The collaboration also aligns with the following EU objectives for sport:

•   encouraging physical and mental fitness;

•   fostering a sense of social inclusion, eliminating racism and gender inequality;

•   promoting greater participation in sport.

Strategic goals 

To achieve these strategic goals the framework clearly outlines how the three governing bodies are taking meaningful steps to work with each other from the top down. The leadership of the three governing bodies are working collectively to engage with European, central and local government on key issues. All three bodies will also actively work to collectively identify, develop and realise opportunities to deliver more in partnership with European, central and local government and with other stakeholders and support cross-community initiatives designed to develop an appreciation for all three sports. 

Speaking about the partnership between the three sporting bodies, DCAL’s deputy secretary, Cynthia Smith said: “There is growing evidence of the power of sport to bring people together. The latest household survey has revealed that over 91 per cent of the population actively engage in culture, arts or leisure. I doubt if any other part of government has such as direct impact on people’s lives.

“The sports of rugby, soccer and the GAA have used their pivotal role within their communities to increase participation levels and to foster a sense of social inclusion. These three organisations are well placed to the delivery of the key Executive priorities of growing the economy and tackling disadvantage.

“I welcome the commitment and desire of these three sporting organisations to build on the great work they have done to date and use their collective synergies to make a telling impact on the opportunities offered across government and by other stakeholders.” 
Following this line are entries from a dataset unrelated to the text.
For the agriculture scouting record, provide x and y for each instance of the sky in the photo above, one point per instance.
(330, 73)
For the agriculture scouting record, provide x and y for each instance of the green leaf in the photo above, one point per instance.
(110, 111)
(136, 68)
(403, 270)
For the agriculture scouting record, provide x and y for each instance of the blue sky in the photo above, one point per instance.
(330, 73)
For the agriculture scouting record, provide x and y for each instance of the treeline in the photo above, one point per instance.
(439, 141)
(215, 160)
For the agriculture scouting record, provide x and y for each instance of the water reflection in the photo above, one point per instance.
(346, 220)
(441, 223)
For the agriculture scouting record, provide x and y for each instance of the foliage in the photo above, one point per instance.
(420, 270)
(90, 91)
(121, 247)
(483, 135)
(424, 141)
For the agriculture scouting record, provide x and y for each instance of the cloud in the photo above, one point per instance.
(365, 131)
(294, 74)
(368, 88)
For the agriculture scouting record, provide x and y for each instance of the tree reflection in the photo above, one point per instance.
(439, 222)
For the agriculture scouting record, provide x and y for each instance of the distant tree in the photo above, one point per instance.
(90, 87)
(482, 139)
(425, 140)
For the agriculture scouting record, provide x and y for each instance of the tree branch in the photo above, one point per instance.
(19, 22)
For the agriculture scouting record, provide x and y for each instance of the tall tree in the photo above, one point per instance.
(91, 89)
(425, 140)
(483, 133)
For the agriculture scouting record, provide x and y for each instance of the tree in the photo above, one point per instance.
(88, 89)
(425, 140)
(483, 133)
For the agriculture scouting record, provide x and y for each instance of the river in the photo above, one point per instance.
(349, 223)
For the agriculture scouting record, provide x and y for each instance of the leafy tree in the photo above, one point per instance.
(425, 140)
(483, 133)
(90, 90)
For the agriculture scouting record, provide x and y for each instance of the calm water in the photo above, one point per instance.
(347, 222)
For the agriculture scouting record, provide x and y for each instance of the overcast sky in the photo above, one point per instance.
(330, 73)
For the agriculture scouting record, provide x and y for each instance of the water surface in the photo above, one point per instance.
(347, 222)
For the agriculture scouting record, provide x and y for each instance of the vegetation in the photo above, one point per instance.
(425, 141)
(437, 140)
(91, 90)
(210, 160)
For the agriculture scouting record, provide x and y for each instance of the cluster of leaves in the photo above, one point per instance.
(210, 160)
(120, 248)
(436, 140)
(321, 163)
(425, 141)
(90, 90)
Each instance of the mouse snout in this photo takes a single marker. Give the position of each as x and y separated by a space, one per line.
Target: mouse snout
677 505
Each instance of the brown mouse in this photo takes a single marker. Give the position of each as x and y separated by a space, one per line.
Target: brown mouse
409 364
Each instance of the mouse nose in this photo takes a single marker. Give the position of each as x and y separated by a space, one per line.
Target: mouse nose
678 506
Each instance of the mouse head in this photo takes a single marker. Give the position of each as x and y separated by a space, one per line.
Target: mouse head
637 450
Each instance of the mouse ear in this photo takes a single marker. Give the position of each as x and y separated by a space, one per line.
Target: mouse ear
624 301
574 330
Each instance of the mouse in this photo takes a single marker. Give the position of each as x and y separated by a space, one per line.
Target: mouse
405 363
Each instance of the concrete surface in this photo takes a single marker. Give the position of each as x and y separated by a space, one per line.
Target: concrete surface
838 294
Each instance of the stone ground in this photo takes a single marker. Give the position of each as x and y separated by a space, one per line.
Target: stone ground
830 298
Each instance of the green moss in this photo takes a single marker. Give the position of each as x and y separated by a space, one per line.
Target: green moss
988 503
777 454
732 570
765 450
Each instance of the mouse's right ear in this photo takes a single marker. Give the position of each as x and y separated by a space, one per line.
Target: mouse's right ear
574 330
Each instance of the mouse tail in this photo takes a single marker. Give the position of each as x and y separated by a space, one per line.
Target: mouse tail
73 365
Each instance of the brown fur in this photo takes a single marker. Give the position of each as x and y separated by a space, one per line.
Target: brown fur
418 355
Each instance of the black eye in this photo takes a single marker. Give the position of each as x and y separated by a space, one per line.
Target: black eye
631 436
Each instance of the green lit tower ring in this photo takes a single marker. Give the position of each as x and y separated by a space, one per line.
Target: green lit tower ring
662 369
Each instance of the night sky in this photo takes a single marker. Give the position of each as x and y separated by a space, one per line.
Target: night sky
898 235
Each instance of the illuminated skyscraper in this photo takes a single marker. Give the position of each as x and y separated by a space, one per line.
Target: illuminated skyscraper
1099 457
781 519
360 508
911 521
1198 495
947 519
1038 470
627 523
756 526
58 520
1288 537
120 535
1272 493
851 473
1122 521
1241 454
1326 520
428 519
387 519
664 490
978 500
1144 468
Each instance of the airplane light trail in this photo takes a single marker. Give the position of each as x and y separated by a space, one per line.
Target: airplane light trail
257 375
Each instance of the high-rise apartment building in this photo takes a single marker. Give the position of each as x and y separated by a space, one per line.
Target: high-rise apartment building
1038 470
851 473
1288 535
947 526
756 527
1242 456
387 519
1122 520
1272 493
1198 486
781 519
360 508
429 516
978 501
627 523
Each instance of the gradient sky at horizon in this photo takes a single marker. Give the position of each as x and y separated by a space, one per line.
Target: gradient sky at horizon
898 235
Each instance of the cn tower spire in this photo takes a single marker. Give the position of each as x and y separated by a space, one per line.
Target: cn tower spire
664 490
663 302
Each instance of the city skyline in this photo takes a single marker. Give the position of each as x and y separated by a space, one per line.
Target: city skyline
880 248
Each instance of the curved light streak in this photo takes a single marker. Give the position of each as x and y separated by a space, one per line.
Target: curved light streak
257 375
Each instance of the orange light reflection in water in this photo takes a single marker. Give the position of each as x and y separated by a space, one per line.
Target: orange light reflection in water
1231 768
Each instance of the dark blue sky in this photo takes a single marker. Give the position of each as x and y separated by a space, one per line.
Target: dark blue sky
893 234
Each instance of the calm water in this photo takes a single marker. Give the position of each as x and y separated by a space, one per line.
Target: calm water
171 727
The three Chief Executives of the sporting bodies also noted their commitment to strengthening the partnership and developing joint working strategies to further foster social inclusion, education, health and community development. The IFA’s Chief Executive, Patrick Nelson claimed he was looking forward to the strengthening of this partnership in years to come. 

The CEO of Ulster GAA, Dr Danny Murphy said: “The launch of this joint strategic framework represents a significant milestone in the relationship between ourselves, Ulster Rugby and the Irish FA. The process has allowed us to reflect on some excellent work to date and to look forward with enthusiasm at our collective potential to make a major difference in communities across Ulster.”

His words were echoed by Ulster Rugby’s Chief Executive, Shane Logan who said: “The launch of the Sport Uniting Communities Framework demonstrates the commitment of Ulster Rugby, the Irish FA and Ulster GAA towards sustaining and growing this joint work and serving the community through sport.”